There have been previous brief, small studies by philosophers and scientists, examining handfuls of people in hour-long lab sessions. But tech advances have created new opportunities for investigation. Companies like Spotify and Pandora have gathered a trove of data on music preferences. Trackers of biometrics like heart rate and body temperature have grown more sophisticated while shrinking in size and cost. Finally, the right app can transform the smartphone into a pocket lab, collecting real-time data and streaming it to waiting researchers.

For the new study, the plan is to recruit 20 athletes into the program. As they train on running tracks, treadmills, and exercise bikes, music will be piped in via headphones and a wrist tracker will trace their heart rate through the course of the sessions.
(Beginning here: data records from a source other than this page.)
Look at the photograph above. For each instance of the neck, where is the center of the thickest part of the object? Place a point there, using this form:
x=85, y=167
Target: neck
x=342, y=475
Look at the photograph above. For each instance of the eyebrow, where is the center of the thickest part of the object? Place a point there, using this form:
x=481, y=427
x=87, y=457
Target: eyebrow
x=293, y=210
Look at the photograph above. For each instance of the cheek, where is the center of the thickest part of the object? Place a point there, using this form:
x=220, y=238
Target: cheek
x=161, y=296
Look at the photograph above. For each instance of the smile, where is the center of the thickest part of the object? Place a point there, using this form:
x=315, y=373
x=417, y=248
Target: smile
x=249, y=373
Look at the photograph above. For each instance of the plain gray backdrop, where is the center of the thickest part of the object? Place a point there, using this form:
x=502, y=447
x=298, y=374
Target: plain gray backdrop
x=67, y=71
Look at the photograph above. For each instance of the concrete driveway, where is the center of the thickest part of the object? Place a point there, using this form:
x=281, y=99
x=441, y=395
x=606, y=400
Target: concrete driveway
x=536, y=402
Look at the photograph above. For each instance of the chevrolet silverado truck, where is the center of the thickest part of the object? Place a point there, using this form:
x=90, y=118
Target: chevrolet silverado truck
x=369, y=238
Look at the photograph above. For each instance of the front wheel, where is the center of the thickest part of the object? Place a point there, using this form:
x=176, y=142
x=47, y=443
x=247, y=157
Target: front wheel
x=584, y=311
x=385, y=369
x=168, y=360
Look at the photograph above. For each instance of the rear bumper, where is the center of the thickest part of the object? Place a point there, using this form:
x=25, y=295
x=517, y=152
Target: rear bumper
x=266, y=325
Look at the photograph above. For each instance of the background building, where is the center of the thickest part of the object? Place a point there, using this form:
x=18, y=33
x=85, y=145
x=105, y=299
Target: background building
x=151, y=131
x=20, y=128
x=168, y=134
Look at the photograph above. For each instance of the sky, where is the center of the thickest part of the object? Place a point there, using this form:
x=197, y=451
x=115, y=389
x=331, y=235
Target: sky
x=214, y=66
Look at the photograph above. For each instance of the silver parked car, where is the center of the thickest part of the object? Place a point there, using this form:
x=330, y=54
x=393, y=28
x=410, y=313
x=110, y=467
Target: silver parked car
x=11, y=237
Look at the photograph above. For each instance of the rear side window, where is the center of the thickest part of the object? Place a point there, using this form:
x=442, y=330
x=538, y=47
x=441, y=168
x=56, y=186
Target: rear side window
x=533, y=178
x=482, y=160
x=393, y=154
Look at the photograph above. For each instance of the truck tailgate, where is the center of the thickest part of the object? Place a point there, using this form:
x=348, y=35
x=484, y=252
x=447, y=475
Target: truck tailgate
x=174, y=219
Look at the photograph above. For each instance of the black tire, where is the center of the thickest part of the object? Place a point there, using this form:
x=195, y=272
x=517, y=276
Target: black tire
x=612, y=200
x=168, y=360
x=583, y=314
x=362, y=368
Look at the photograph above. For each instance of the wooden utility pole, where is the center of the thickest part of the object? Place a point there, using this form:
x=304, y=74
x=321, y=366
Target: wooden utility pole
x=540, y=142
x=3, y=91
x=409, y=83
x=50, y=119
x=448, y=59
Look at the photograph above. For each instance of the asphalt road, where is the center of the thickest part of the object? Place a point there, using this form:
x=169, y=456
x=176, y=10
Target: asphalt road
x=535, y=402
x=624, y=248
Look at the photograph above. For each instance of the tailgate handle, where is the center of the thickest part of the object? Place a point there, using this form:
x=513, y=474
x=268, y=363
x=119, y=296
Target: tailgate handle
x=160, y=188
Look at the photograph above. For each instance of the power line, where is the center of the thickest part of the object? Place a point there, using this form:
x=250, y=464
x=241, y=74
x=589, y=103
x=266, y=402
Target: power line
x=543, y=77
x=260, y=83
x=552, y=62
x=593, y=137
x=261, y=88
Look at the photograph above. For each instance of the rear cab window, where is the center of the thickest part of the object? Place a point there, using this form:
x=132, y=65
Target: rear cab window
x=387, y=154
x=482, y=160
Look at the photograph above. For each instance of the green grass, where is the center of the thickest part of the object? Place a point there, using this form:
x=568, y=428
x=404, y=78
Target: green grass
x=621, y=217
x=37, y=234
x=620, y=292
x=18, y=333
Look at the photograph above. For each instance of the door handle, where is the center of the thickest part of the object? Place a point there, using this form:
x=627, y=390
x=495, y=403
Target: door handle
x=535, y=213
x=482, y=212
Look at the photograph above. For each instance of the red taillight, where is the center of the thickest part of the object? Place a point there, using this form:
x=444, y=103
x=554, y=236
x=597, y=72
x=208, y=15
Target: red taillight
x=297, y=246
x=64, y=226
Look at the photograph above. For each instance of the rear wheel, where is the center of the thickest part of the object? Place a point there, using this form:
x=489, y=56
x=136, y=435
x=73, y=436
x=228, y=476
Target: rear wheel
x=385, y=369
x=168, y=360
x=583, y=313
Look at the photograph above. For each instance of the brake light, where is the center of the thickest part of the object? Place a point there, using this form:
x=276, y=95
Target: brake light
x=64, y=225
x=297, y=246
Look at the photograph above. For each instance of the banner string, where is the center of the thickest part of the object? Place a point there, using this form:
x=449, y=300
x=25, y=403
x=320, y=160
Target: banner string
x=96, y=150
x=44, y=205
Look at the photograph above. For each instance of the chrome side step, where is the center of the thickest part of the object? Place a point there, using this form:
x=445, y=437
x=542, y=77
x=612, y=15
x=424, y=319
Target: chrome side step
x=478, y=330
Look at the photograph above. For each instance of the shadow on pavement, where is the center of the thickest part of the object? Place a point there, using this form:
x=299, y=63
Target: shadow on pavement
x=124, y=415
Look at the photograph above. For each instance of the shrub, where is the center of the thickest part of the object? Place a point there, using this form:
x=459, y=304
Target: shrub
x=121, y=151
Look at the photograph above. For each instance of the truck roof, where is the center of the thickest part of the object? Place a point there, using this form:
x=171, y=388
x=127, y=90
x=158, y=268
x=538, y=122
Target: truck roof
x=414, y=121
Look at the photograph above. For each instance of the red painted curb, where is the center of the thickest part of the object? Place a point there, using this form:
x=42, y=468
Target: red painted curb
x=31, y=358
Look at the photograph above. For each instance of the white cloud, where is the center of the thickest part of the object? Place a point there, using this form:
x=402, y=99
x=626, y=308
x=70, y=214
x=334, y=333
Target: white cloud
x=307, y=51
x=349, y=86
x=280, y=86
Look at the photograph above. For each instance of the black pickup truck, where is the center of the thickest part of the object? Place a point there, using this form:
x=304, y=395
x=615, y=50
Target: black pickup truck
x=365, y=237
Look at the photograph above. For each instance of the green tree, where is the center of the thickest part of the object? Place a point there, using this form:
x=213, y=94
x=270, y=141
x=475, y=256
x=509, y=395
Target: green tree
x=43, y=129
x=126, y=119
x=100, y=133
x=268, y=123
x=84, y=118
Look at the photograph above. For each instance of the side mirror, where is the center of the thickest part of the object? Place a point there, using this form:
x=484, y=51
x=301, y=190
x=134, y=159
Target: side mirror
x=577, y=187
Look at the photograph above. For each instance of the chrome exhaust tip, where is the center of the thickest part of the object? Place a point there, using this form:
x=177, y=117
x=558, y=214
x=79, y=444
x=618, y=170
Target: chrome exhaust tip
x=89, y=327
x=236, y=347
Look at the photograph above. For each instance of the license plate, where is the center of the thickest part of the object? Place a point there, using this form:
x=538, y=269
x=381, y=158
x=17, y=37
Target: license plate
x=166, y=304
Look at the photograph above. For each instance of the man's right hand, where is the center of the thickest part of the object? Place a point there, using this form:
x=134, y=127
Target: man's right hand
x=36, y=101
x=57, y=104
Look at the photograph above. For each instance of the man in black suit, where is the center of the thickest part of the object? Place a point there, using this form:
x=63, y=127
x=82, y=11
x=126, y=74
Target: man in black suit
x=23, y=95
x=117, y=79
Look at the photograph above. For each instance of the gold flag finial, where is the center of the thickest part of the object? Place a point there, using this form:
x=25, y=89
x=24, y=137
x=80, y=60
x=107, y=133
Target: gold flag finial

In a first observational period, researchers will note the music preferences of athletes as they go through an interval training session, and, separately, use a heart-rate tracker to record how their body responds to a variety of tunes. In a second phase, the researchers will create a playlist tailored to each athlete’s preferences and body rhythms. Their goal is to amplify the heart rate peaks and mellow out the lows.

“The research question we looked at is, Can we more reliably moderate heart rate?” Ahtisaari said.

Sometime next year, the researchers at the Sync Project hope to release an app and recruit volunteers across the globe. By gathering information on participants’ favorite streaming radio stations and their heart rate while listening to them, the researchers plan to fill a database that can then be mined for answers to how music tempers the everyday rhythms of our lives.